参考代码
TensorRT安装包下的samples/sampleMNIST/sampleMNIST.cpp
1.设置使用的gpu id,如果不设置,默认使用第0块。
cudaSetDevice(3); //set device id
2.定义模型的输入输出和logger
static const int INPUT_H = 299; //输入图像高
static const int INPUT_W = 299;//输入图像宽
static const int CHANNELS = 3;//输入图像通道
static const int OUTPUT_SIZE = 1536;//输出特征维度
static Logger gLogger;
const char* INPUT_BLOB_NAME = "data";//deploy文件中定义的输入层名称
const char* OUTPUT_BLOB_NAME = "pool_8x8_s2";//deploy文件中定义的输出层名称
3.定义GIE模型,并将训练好的caffe模型转换到GIE模型
// create a GIE model from the caffe model and serialize it to a stream
IHostMemory *gieModelStream{nullptr};
caffeToGIEModel("deploy.prototxt", "inceptionv4.caffemodel", std::vector < std::string > { OUTPUT_BLOB_NAME }, 1, gieModelStream);
4.准备输入图像,可以采用opencv读取,也可用其他方式,根据情况编写与处理部分,最终存入一个float*中
float data[INPUT_H*INPUT_W*CHANNELS];
cv::Mat im = imread("gap.jpg") ;
cv::resize(im, im, cv::Size(INPUT_W, INPUT_H));
int mean_data[] = {104, 117, 123}; //均值
float *pdata = data;
for(int c = 0; c < CHANNELS; ++c)
{
for(int h = 0; h < INPUT_H; ++h)
{
for(int w = 0; w < INPUT_W; ++w)
{
*pdata++ = float(im.at<Vec3b>(h,w)[c] - mean_data[c]) ;
}
}
}
5. 反序列化前向引擎
// deserialize the engine
IRuntime* runtime = createInferRuntime(gLogger);
ICudaEngine* engine = runtime->deserializeCudaEngine(gieModelStream->data(), gieModelStream->size(), nullptr);
if (gieModelStream) gieModelStream->destroy();
6.开始前向推断
IExecutionContext *context = engine->createExecutionContext();
std::cout << "begin inference\n";
// run inference
CProTimer timet;
float prob[OUTPUT_SIZE];
doInference(*context, data, prob, 1);
std::cout << "end inference " << timet.GetTime(true) << "\n";
7.释放资源并输出结果
// destroy the engine
context->destroy();
engine->destroy();
runtime->destroy();
// print a histogram of the output distribution
std::cout << "\n\n";
for (unsigned int i = 0; i < OUTPUT_SIZE; i++)
{
std::cout << prob[i] << " ";
}
std::cout << std::endl;
caffeToGIEModel和doInference可参考开头给出的示例cpp。
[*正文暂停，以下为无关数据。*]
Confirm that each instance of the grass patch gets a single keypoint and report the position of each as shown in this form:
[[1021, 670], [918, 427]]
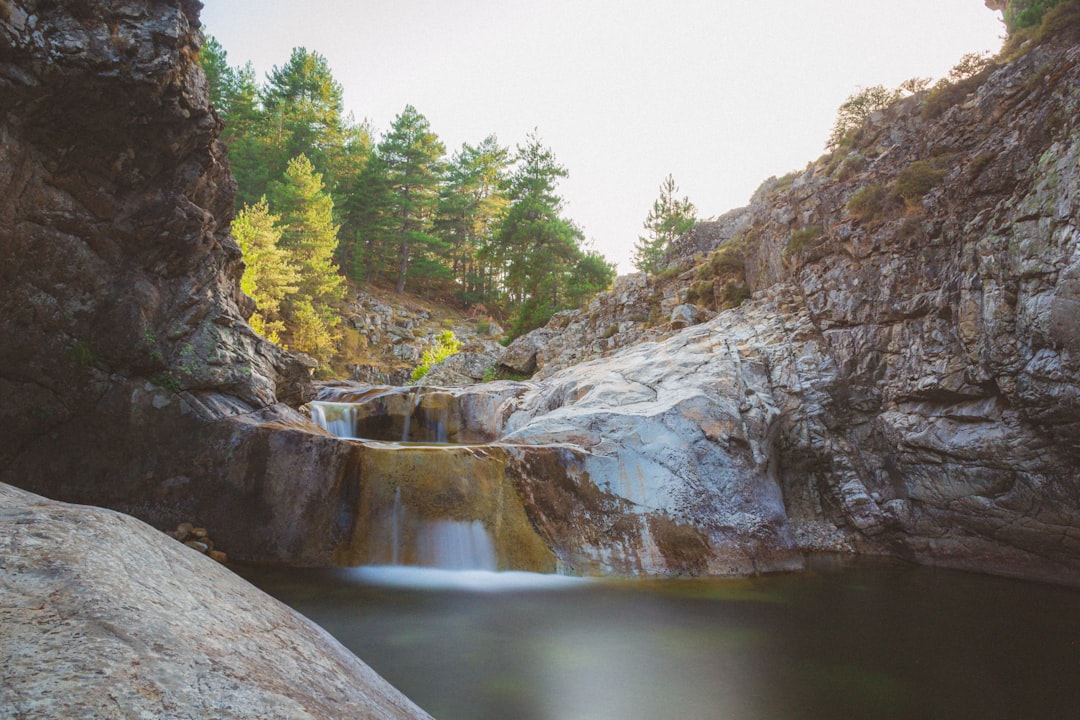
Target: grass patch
[[916, 180], [867, 203], [804, 238]]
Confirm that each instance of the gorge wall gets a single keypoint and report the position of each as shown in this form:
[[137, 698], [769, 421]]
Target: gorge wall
[[129, 375], [905, 378]]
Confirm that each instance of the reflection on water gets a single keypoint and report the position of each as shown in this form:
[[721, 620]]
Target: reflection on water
[[869, 641]]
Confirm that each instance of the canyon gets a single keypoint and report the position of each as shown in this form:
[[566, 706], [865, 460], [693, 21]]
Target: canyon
[[865, 368]]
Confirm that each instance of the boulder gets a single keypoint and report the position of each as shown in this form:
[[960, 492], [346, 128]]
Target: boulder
[[521, 355], [685, 315], [106, 617], [463, 368]]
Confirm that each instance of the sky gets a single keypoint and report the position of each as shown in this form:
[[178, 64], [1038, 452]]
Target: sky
[[721, 94]]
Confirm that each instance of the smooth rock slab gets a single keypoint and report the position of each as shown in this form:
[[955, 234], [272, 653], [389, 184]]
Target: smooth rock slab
[[103, 616]]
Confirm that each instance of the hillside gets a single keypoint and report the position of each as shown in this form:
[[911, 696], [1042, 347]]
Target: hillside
[[900, 375]]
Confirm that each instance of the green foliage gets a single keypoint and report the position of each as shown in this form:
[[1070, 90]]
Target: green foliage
[[308, 231], [214, 62], [547, 268], [446, 344], [484, 228], [166, 381], [410, 157], [916, 180], [81, 353], [471, 202], [802, 238], [1021, 14], [720, 280], [734, 294], [867, 202], [962, 80], [269, 275], [1042, 19], [669, 219], [856, 109]]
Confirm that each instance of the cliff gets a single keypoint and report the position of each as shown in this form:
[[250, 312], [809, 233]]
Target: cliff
[[904, 379], [129, 375]]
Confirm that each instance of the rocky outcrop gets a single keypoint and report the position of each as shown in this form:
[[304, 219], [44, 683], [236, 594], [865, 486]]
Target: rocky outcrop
[[904, 379], [129, 375], [106, 617], [388, 334]]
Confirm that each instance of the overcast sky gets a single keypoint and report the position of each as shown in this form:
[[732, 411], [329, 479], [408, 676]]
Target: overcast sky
[[719, 93]]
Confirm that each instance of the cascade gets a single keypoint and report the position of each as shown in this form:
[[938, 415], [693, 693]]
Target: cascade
[[428, 498], [337, 418]]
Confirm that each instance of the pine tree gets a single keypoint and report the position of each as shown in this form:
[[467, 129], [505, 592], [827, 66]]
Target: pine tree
[[470, 205], [410, 155], [268, 276], [666, 221], [545, 268], [309, 238], [304, 110]]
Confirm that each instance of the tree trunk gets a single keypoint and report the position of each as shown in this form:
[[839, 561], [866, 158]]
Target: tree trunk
[[403, 268]]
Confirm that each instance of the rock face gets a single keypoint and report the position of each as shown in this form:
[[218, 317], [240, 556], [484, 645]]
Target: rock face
[[106, 617], [129, 375], [904, 380]]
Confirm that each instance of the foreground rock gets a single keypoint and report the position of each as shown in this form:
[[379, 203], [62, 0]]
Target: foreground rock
[[105, 617], [130, 377]]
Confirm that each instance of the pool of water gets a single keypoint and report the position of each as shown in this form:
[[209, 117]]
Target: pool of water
[[869, 640]]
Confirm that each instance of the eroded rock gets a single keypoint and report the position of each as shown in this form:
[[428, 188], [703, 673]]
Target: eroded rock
[[106, 617]]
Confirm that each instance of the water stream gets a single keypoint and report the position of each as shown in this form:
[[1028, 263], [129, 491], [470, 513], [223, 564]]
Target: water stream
[[444, 543], [868, 639], [872, 641]]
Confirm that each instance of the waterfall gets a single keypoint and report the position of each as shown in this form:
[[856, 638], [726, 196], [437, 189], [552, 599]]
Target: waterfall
[[337, 418], [408, 418], [395, 527], [456, 545]]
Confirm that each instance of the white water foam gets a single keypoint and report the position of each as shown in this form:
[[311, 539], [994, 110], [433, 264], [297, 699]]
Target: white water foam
[[337, 418], [456, 545], [440, 579]]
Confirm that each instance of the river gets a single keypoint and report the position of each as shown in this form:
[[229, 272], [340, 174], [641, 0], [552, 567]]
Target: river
[[871, 639]]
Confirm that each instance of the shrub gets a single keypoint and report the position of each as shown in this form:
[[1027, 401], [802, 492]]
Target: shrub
[[851, 165], [1023, 14], [701, 293], [446, 344], [802, 238], [734, 294], [963, 79], [853, 112], [867, 202], [916, 180]]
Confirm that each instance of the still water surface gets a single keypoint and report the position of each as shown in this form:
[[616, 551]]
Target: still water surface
[[876, 640]]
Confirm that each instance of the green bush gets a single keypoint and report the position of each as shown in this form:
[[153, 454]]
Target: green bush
[[446, 344], [916, 180], [734, 293], [701, 293], [853, 112], [1023, 14], [802, 238], [867, 202], [1062, 21]]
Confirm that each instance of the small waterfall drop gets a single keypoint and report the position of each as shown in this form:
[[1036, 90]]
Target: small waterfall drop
[[339, 419], [408, 418], [395, 528], [456, 545]]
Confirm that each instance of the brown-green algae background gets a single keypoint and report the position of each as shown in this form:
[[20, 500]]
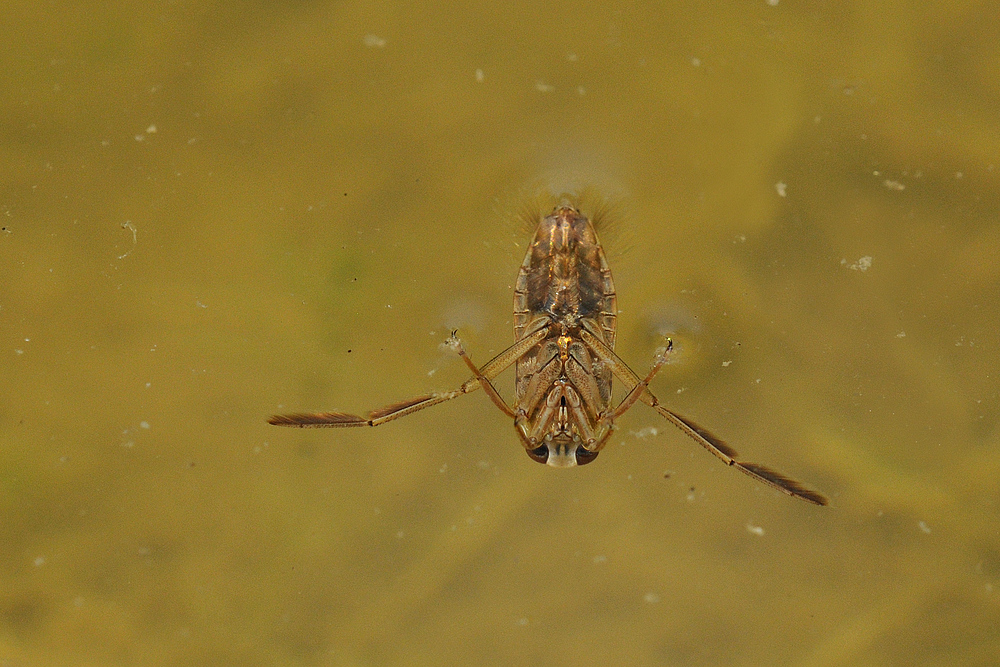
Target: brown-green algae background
[[215, 211]]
void caffeToGIEModel(const std::string& deployFile, // name for caffe prototxt
const std::string& modelFile, // name for model
const std::vector<std::string>& outputs, // network outputs
unsigned int maxBatchSize, // batch size - NB must be at least as large as the batch we want to run with)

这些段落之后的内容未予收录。